# Fetching Documents From Solr

First, we need to fetch documents from Solr as a DataFrame.

In [1]:
ZK_HOST = "localhost:9990"

index = input("Index: ") or "core17"
field = input("Field: ") or "contents"
query = input("Query: ") or "Obama"

df = spark.read.format("solr") \
    .option("zkhost", ZK_HOST) \
    .option("collection", index) \
    .option("query", "{}:{}".format(field, query)) \
    .option("max_rows", "1000") \
    .load()

df.printSchema()

Index: 
Field: 
Query: 
root
 |-- id: string (nullable = false)
 |-- raw: string (nullable = true)



# Extract Triples From Text
Here, we extract triples from text using a (very) basic approach looking at the dependency tree of the entities.

In [2]:
import spacy

def extract_relations(doc):

    spans = list(doc.ents) + list(doc.noun_chunks)
    for span in spans:
        span.merge()
    
    triples = []
        
    for ent in doc.ents:
        preps = [prep for prep in ent.root.head.children if prep.dep_ == "prep"]
        for prep in preps:
            for child in prep.children:
                triples.append((ent.text, "{} {}".format(ent.root.head, prep), child.text))
    
    return triples

TEXTS = [
    'Barrack Obama was born in Hawaii in the year 1961.',
    'Apple bought Google for $1 million.'
]
    
nlp = spacy.load("en")

for text in TEXTS:
    print("\n" + text)
    relations = extract_relations(nlp(text))
    for r1, r2, r3 in relations:
        print('({}, {}, {})'.format(r1, r2, r3))

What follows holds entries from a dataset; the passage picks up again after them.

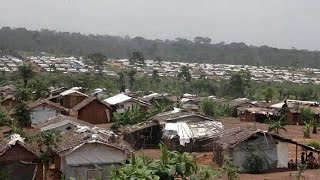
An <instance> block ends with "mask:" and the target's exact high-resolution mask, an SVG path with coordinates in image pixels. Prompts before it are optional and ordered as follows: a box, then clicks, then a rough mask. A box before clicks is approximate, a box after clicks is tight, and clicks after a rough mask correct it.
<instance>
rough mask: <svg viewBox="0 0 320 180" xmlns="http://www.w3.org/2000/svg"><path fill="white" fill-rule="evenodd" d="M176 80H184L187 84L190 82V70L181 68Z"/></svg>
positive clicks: (190, 77) (185, 67) (187, 67)
mask: <svg viewBox="0 0 320 180" xmlns="http://www.w3.org/2000/svg"><path fill="white" fill-rule="evenodd" d="M177 77H178V79H179V80H180V79H184V80H186V81H187V82H190V81H191V73H190V68H189V67H187V66H182V67H181V70H180V72H179V73H178V75H177Z"/></svg>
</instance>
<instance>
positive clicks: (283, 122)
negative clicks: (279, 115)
mask: <svg viewBox="0 0 320 180" xmlns="http://www.w3.org/2000/svg"><path fill="white" fill-rule="evenodd" d="M283 119H284V118H283V116H282V117H281V118H280V119H279V120H272V121H271V123H270V125H269V128H268V131H269V132H274V133H275V134H279V131H280V130H284V131H287V129H286V128H285V126H286V124H285V122H284V120H283Z"/></svg>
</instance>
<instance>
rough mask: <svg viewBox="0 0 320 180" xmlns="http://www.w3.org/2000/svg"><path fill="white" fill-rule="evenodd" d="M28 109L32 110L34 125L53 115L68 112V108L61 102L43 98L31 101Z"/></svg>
mask: <svg viewBox="0 0 320 180" xmlns="http://www.w3.org/2000/svg"><path fill="white" fill-rule="evenodd" d="M28 109H29V111H30V119H31V125H32V126H34V125H36V124H39V123H41V122H44V121H46V120H47V119H49V118H51V117H55V116H58V115H60V114H67V112H68V110H67V109H66V108H64V107H63V106H61V105H60V104H57V103H54V102H51V101H49V100H47V99H41V100H38V101H35V102H31V103H29V104H28Z"/></svg>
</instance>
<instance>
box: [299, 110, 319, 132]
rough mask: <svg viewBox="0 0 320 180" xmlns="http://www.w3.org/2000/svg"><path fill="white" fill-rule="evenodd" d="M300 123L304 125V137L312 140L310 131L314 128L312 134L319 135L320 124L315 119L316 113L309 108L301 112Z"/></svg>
mask: <svg viewBox="0 0 320 180" xmlns="http://www.w3.org/2000/svg"><path fill="white" fill-rule="evenodd" d="M299 121H300V122H303V124H304V137H305V138H310V129H311V128H312V129H313V130H312V133H314V134H316V133H317V126H318V123H317V122H316V120H315V119H314V113H313V112H312V111H311V109H309V108H302V109H301V110H300V116H299Z"/></svg>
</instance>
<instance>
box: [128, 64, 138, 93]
mask: <svg viewBox="0 0 320 180" xmlns="http://www.w3.org/2000/svg"><path fill="white" fill-rule="evenodd" d="M127 74H128V77H129V88H130V90H132V88H133V84H134V82H135V78H134V75H136V74H137V72H136V71H135V70H133V69H131V70H130V71H129V72H127Z"/></svg>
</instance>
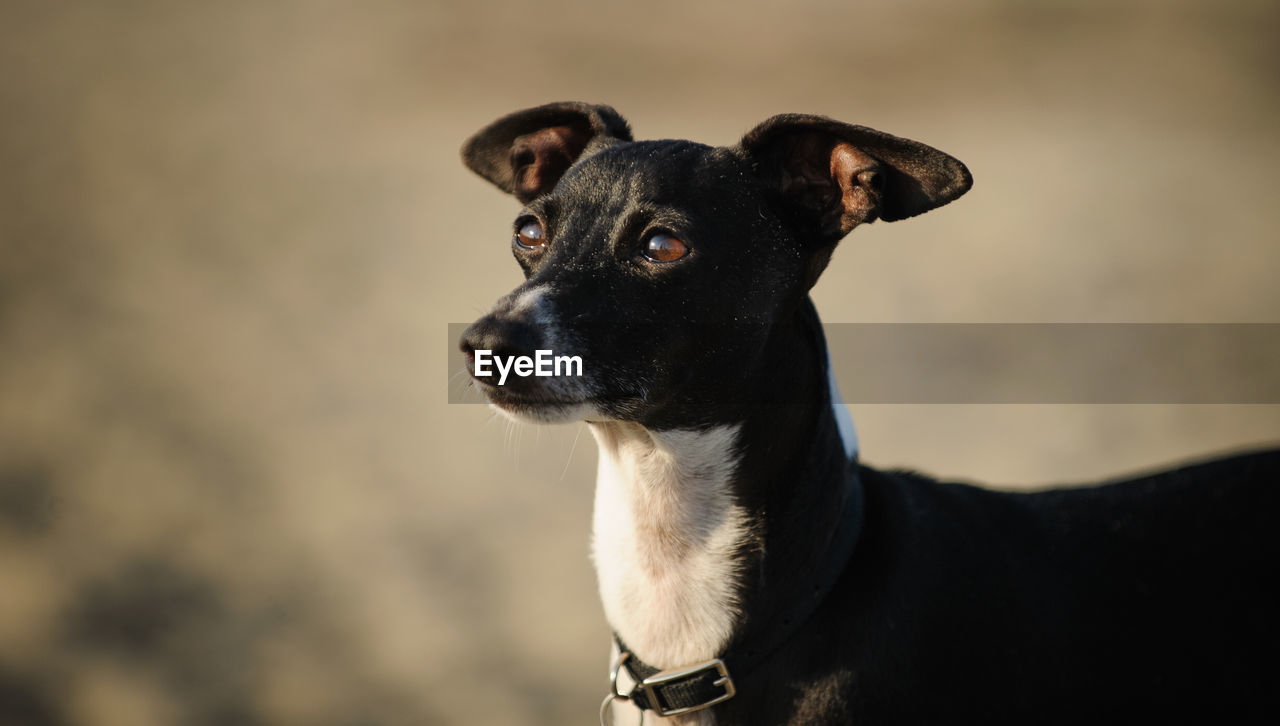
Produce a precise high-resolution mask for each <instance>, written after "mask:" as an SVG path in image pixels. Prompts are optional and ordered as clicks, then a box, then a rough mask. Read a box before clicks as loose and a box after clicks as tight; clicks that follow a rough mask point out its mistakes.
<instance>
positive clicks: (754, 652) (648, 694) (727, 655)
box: [602, 458, 863, 716]
mask: <svg viewBox="0 0 1280 726" xmlns="http://www.w3.org/2000/svg"><path fill="white" fill-rule="evenodd" d="M844 483H845V492H844V497H842V498H841V517H840V520H838V522H837V525H836V529H835V530H833V531H832V535H831V540H829V542H828V544H827V548H826V558H824V561H823V563H822V565H820V566H819V567H818V569H817V570H815V571H814V577H813V579H812V580H810V583H809V586H803V588H799V589H797V590H796V592H795V593H794V597H791V598H788V599H790V603H791V604H790V606H788V607H785V608H782V609H781V611H780V612H778V613H777V615H774V617H773V618H772V621H771V622H768V624H767V626H765V627H756V629H755V631H756V633H759V634H760V635H762V636H760V638H756V639H754V641H745V643H741V641H740V643H733V644H731V645H730V648H728V650H727V652H726V653H724V656H722V657H721V658H713V659H710V661H707V662H704V663H696V665H691V666H685V667H680V668H669V670H666V671H662V670H659V668H655V667H653V666H650V665H648V663H645V662H643V661H640V659H639V658H636V657H635V656H634V654H632V653H631V652H630V650H627V647H626V644H625V643H622V639H621V638H620V636H618V635H617V634H616V633H614V634H613V640H614V644H616V645H617V648H618V659H617V661H616V662H614V667H613V671H612V672H611V679H613V684H612V686H613V691H612V693H611V694H609V697H607V698H605V703H604V706H603V707H602V712H603V711H604V709H607V708H608V704H609V702H612V700H616V699H617V700H630V702H631V703H632V704H634V706H636V707H637V708H641V709H645V711H654V712H655V713H658V714H659V716H675V714H678V713H689V712H692V711H701V709H703V708H709V707H712V706H716V704H717V703H722V702H724V700H728V699H730V698H732V697H733V695H735V694H736V693H737V686H736V684H735V682H733V679H735V677H736V679H742V677H744V676H746V675H748V674H750V672H751V670H754V668H755V667H756V666H758V665H760V662H763V661H764V659H765V658H767V657H769V656H771V654H773V652H774V650H777V649H778V648H780V647H781V645H782V644H783V643H786V641H787V640H788V639H790V638H791V636H792V635H794V634H795V633H796V631H797V630H799V629H800V627H801V626H803V625H804V624H805V622H806V621H808V620H809V616H812V615H813V613H814V611H817V609H818V607H819V606H820V604H822V602H823V601H824V599H826V597H827V594H828V593H831V589H832V588H833V586H835V585H836V581H837V580H840V576H841V574H842V572H844V571H845V566H846V565H847V562H849V557H850V556H851V554H852V552H854V544H855V543H856V542H858V535H859V533H860V531H861V529H863V487H861V483H860V481H859V478H858V460H856V458H854V460H852V461H850V462H849V469H847V471H846V475H845V476H844ZM620 668H626V671H627V674H628V675H630V676H631V679H632V680H634V681H635V682H636V684H637V685H636V686H635V689H632V690H631V693H628V694H621V693H618V690H617V688H618V685H617V676H618V670H620Z"/></svg>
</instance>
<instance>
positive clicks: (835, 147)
mask: <svg viewBox="0 0 1280 726" xmlns="http://www.w3.org/2000/svg"><path fill="white" fill-rule="evenodd" d="M841 131H844V132H845V133H846V136H850V134H851V136H855V137H858V138H860V140H863V141H864V143H861V145H859V146H855V145H854V143H852V142H850V141H849V140H846V138H844V137H841V136H840V132H841ZM864 137H865V138H864ZM868 142H874V143H879V146H882V147H886V149H887V151H884V150H878V151H879V154H878V155H877V156H872V155H870V154H869V152H867V151H863V147H868V146H874V143H868ZM463 156H465V160H466V163H467V164H468V165H470V166H471V168H472V169H474V170H476V172H477V173H480V174H481V175H484V177H485V178H488V179H490V181H492V182H494V183H495V184H498V186H499V187H502V188H503V190H506V191H509V192H512V193H513V195H515V196H516V197H517V198H520V200H521V201H524V202H525V207H524V210H521V211H520V214H518V215H517V216H516V219H515V222H513V225H512V238H511V247H512V252H513V255H515V257H516V261H517V262H518V264H520V266H521V268H522V269H524V271H525V278H526V279H525V283H524V284H521V286H520V287H517V288H516V289H515V291H512V292H511V293H509V294H508V296H506V297H503V298H502V300H499V301H498V302H497V305H495V306H494V309H493V311H492V312H489V314H488V315H485V316H484V318H481V319H480V320H477V321H476V323H475V324H474V325H472V327H471V328H470V329H468V330H467V333H466V334H465V335H463V339H462V347H463V351H465V352H466V353H467V357H468V369H470V370H471V373H472V376H474V380H475V382H476V385H477V387H479V389H480V391H481V392H483V393H484V394H485V396H486V398H488V399H489V401H490V403H493V405H494V406H495V407H498V408H499V410H500V411H503V412H506V414H508V415H511V416H515V417H518V419H525V420H532V421H544V423H552V421H567V420H581V419H585V420H627V421H639V423H641V424H645V425H648V426H650V428H687V426H698V425H710V424H717V423H724V421H723V420H722V419H723V417H724V416H728V415H730V414H728V412H727V411H726V408H724V406H723V405H722V403H723V402H726V401H732V399H735V398H739V399H741V398H742V394H745V393H746V391H745V389H746V388H748V387H751V385H758V383H759V375H760V370H759V367H760V366H759V359H760V356H762V353H763V351H765V348H767V346H768V342H769V338H771V335H772V334H773V333H774V327H776V324H777V323H778V320H785V319H786V318H787V312H788V311H790V310H794V307H795V306H796V305H797V303H799V302H801V301H803V300H804V297H805V294H806V293H808V289H809V287H810V286H812V284H813V283H814V280H815V279H817V277H818V274H819V273H820V271H822V269H823V266H826V262H827V260H828V259H829V256H831V252H832V250H833V248H835V245H836V242H837V241H838V239H840V238H841V237H842V236H844V234H845V233H847V232H849V229H851V228H852V227H854V225H856V224H859V223H861V222H870V220H874V219H877V218H881V219H900V218H902V216H910V215H914V214H919V213H920V211H924V210H927V209H931V207H932V206H937V205H940V204H945V202H946V201H950V198H954V197H955V196H959V195H960V193H963V192H964V190H965V188H968V173H966V172H965V170H964V166H963V165H960V164H959V161H955V160H954V159H951V157H950V156H946V155H943V154H941V152H938V151H936V150H932V149H929V147H925V146H923V145H916V143H915V142H906V141H905V140H897V138H895V137H888V136H886V134H879V133H878V132H870V129H861V128H860V127H849V125H847V124H837V123H836V122H829V120H827V119H819V118H815V117H776V118H774V119H771V120H769V122H765V123H764V124H762V125H760V127H758V128H756V129H755V131H753V132H751V133H750V134H748V137H746V138H744V142H742V143H740V145H737V146H733V147H710V146H704V145H700V143H692V142H687V141H644V142H634V141H631V140H630V133H628V131H627V128H626V124H625V122H622V119H621V118H618V117H617V114H614V113H613V111H612V109H607V108H603V106H585V105H580V104H557V105H552V106H541V108H538V109H530V110H527V111H521V113H517V114H512V115H511V117H506V118H503V119H499V120H498V122H495V123H494V124H492V125H490V127H486V128H485V129H483V131H481V132H480V133H477V134H476V136H475V137H472V140H471V141H468V143H467V146H466V147H465V149H463ZM886 157H887V159H888V160H884V159H886ZM911 165H914V168H913V169H909V170H908V172H904V170H902V166H911ZM910 172H914V174H913V173H910ZM940 182H941V183H940ZM538 351H547V352H545V353H543V359H541V361H543V362H544V364H545V365H544V366H543V370H545V371H549V373H553V375H547V376H543V375H538V373H539V371H538V367H536V365H538V359H539V353H538ZM520 357H526V359H530V360H531V361H534V375H525V376H521V375H517V371H518V370H520V369H516V367H515V365H516V364H515V362H508V366H509V369H508V370H509V373H507V374H506V375H503V373H502V367H500V366H502V364H500V361H502V360H507V361H515V360H517V359H520ZM572 359H577V360H580V361H581V362H580V369H576V367H573V362H572ZM557 360H562V361H563V362H564V366H563V367H561V369H559V371H558V373H559V375H556V373H557V371H556V361H557ZM525 370H530V369H529V367H527V366H526V367H525ZM579 373H580V375H577V374H579ZM499 382H500V383H499Z"/></svg>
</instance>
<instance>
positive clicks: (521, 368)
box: [475, 351, 582, 385]
mask: <svg viewBox="0 0 1280 726" xmlns="http://www.w3.org/2000/svg"><path fill="white" fill-rule="evenodd" d="M490 364H493V366H494V367H497V369H498V385H503V384H506V383H507V374H509V373H515V374H516V375H518V376H521V378H529V376H530V375H536V376H541V378H548V376H553V375H582V357H581V356H557V355H553V353H552V351H535V352H534V357H529V356H507V357H506V359H503V357H502V356H495V355H493V351H476V352H475V374H476V376H488V375H493V369H490V367H489V365H490ZM562 365H563V366H564V373H561V366H562Z"/></svg>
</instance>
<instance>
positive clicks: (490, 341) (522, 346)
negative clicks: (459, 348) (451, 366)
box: [458, 315, 545, 384]
mask: <svg viewBox="0 0 1280 726" xmlns="http://www.w3.org/2000/svg"><path fill="white" fill-rule="evenodd" d="M458 347H461V348H462V352H463V353H466V356H467V370H470V371H471V375H472V376H475V378H479V379H481V380H488V379H489V378H495V373H494V370H493V366H489V369H488V371H486V373H485V375H476V371H475V356H476V351H488V352H489V356H490V357H500V359H503V360H509V359H512V357H521V356H527V357H534V356H535V355H536V353H538V350H539V348H543V347H545V346H544V344H543V335H541V332H540V330H539V329H538V328H535V327H534V325H530V324H527V323H524V321H521V320H515V319H511V318H500V316H497V315H485V316H484V318H481V319H479V320H476V321H475V323H472V324H471V327H470V328H467V329H466V330H465V332H463V333H462V339H461V341H460V343H458ZM507 383H508V384H509V383H511V380H509V379H508V382H507Z"/></svg>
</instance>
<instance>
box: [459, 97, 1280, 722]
mask: <svg viewBox="0 0 1280 726" xmlns="http://www.w3.org/2000/svg"><path fill="white" fill-rule="evenodd" d="M463 157H465V160H466V164H467V165H468V166H470V168H471V169H474V170H475V172H476V173H479V174H480V175H483V177H484V178H486V179H489V181H490V182H493V183H494V184H497V186H498V187H500V188H502V190H503V191H507V192H511V193H513V195H515V196H516V197H517V198H518V200H520V201H521V202H522V204H525V205H526V206H525V209H524V211H521V213H520V215H518V216H517V218H516V222H515V229H513V230H515V237H513V241H512V250H513V252H515V256H516V260H517V261H518V262H520V265H521V268H524V270H525V277H526V282H525V283H524V284H521V286H520V287H518V288H516V289H515V291H513V292H512V293H511V294H509V296H507V297H504V298H503V300H500V301H499V302H498V303H497V306H495V307H494V310H493V312H490V314H489V315H486V316H484V318H481V319H480V320H477V321H476V323H475V324H474V325H472V327H471V328H470V329H468V330H467V333H466V334H465V337H463V341H462V347H463V351H465V352H466V353H467V355H468V361H470V367H471V370H472V374H474V380H475V384H476V385H477V387H479V389H480V391H483V392H484V394H485V396H486V397H488V398H489V401H490V402H492V403H493V405H494V406H495V407H498V408H499V410H500V411H503V412H504V414H507V415H511V416H512V417H516V419H522V420H532V421H547V423H549V421H572V420H585V421H588V424H589V425H590V429H591V432H593V434H594V435H595V438H596V442H598V444H599V448H600V472H599V479H598V484H596V487H598V488H596V502H595V517H594V558H595V563H596V570H598V575H599V581H600V594H602V599H603V602H604V609H605V615H607V617H608V620H609V624H611V625H612V626H613V629H614V633H616V635H617V641H616V652H617V653H618V654H617V658H616V667H614V686H613V688H614V690H613V693H612V694H611V695H609V698H608V699H607V700H605V706H604V707H603V708H602V718H603V712H604V711H611V709H612V711H614V714H616V716H620V717H621V716H623V714H634V713H636V711H635V708H617V707H622V706H627V707H636V708H639V709H644V711H646V712H650V713H657V714H658V716H672V718H673V720H675V721H677V722H680V723H718V725H722V726H728V725H735V723H744V725H745V723H753V725H755V723H759V725H773V723H856V725H863V723H887V722H914V723H993V722H998V723H1007V722H1023V723H1042V722H1073V723H1078V722H1097V721H1102V722H1110V721H1119V720H1120V718H1128V720H1137V722H1143V723H1161V722H1183V721H1190V720H1198V721H1202V722H1203V721H1207V722H1215V723H1217V722H1235V721H1238V720H1240V718H1242V717H1251V716H1261V714H1263V713H1266V712H1270V711H1271V709H1272V707H1271V695H1272V693H1275V689H1276V688H1277V675H1280V672H1277V667H1276V661H1277V657H1276V653H1277V649H1276V645H1277V638H1276V633H1277V627H1276V625H1275V622H1276V618H1277V617H1280V613H1277V611H1276V597H1275V595H1274V594H1272V590H1271V586H1268V585H1267V583H1272V586H1274V585H1275V580H1276V577H1275V572H1276V562H1277V549H1280V548H1277V538H1276V536H1275V535H1272V534H1270V533H1268V530H1270V520H1271V516H1272V513H1275V511H1276V504H1277V493H1280V452H1266V453H1254V455H1249V456H1239V457H1235V458H1228V460H1221V461H1213V462H1208V464H1201V465H1197V466H1190V467H1185V469H1180V470H1178V471H1170V472H1164V474H1156V475H1151V476H1144V478H1140V479H1132V480H1126V481H1117V483H1111V484H1107V485H1102V487H1092V488H1068V489H1057V490H1050V492H1041V493H1033V494H1028V493H1002V492H991V490H984V489H979V488H975V487H969V485H964V484H942V483H938V481H934V480H931V479H928V478H924V476H920V475H915V474H909V472H884V471H877V470H874V469H869V467H867V466H863V465H860V464H859V462H858V457H856V451H855V443H854V442H852V439H851V437H850V435H849V434H850V433H851V432H850V430H849V429H847V428H846V426H844V425H842V424H841V419H840V415H841V414H844V407H842V406H835V407H833V406H832V396H833V385H832V384H831V383H829V380H831V379H829V370H828V369H829V366H828V361H827V350H826V342H824V339H823V335H822V329H820V327H819V323H818V316H817V312H815V311H814V307H813V305H812V302H810V301H809V297H808V293H809V289H810V287H812V286H813V284H814V282H815V280H817V279H818V275H819V274H820V273H822V270H823V269H824V268H826V265H827V261H828V259H829V257H831V254H832V251H833V250H835V247H836V243H837V242H838V241H840V239H841V238H842V237H844V236H845V234H846V233H849V232H850V230H851V229H852V228H854V227H856V225H858V224H861V223H869V222H874V220H877V219H882V220H886V222H893V220H899V219H906V218H909V216H914V215H916V214H922V213H924V211H928V210H931V209H933V207H937V206H941V205H945V204H947V202H950V201H952V200H954V198H956V197H959V196H960V195H963V193H964V192H965V191H966V190H968V188H969V184H970V177H969V173H968V170H966V169H965V166H964V165H963V164H960V163H959V161H957V160H955V159H952V157H951V156H947V155H946V154H942V152H941V151H937V150H934V149H931V147H928V146H924V145H922V143H918V142H914V141H908V140H904V138H897V137H893V136H888V134H884V133H881V132H877V131H873V129H869V128H864V127H856V125H850V124H844V123H838V122H835V120H831V119H826V118H820V117H808V115H781V117H774V118H772V119H768V120H767V122H764V123H763V124H760V125H758V127H756V128H755V129H753V131H751V132H750V133H748V134H746V136H745V137H744V138H742V141H741V142H740V143H739V145H737V146H732V147H709V146H703V145H699V143H692V142H687V141H646V142H635V141H632V140H631V134H630V131H628V128H627V124H626V122H623V120H622V118H621V117H618V115H617V113H614V111H613V110H612V109H609V108H605V106H591V105H585V104H553V105H548V106H540V108H536V109H530V110H525V111H518V113H516V114H512V115H508V117H506V118H502V119H499V120H498V122H495V123H493V124H490V125H489V127H486V128H484V129H483V131H480V132H479V133H477V134H476V136H475V137H472V138H471V140H470V141H468V142H467V145H466V146H465V149H463ZM575 361H576V364H577V369H575V367H573V362H575ZM561 362H563V364H564V366H563V367H562V369H561V370H554V369H556V367H557V366H559V364H561ZM553 364H554V365H553ZM512 373H515V375H509V374H512ZM1082 456H1083V453H1082ZM620 671H621V674H620ZM620 679H621V681H622V684H618V680H620ZM627 681H631V682H632V684H635V682H639V685H636V686H634V688H632V686H631V685H626V684H627Z"/></svg>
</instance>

Barrack Obama was born in Hawaii in the year 1961.
(Barrack Obama, born in, Hawaii)
(Barrack Obama, born in, the year 1961)

Apple bought Google for $1 million.
(Apple, bought for, $1 million)
(Google, bought for, $1 million)


and we can run it within Spark...

In [3]:
nlp = spacy.load("en")

triples = df.rdd.repartition(44).flatMap(lambda doc: extract_relations(nlp(doc.raw)))
triples.count()

KeyboardInterrupt: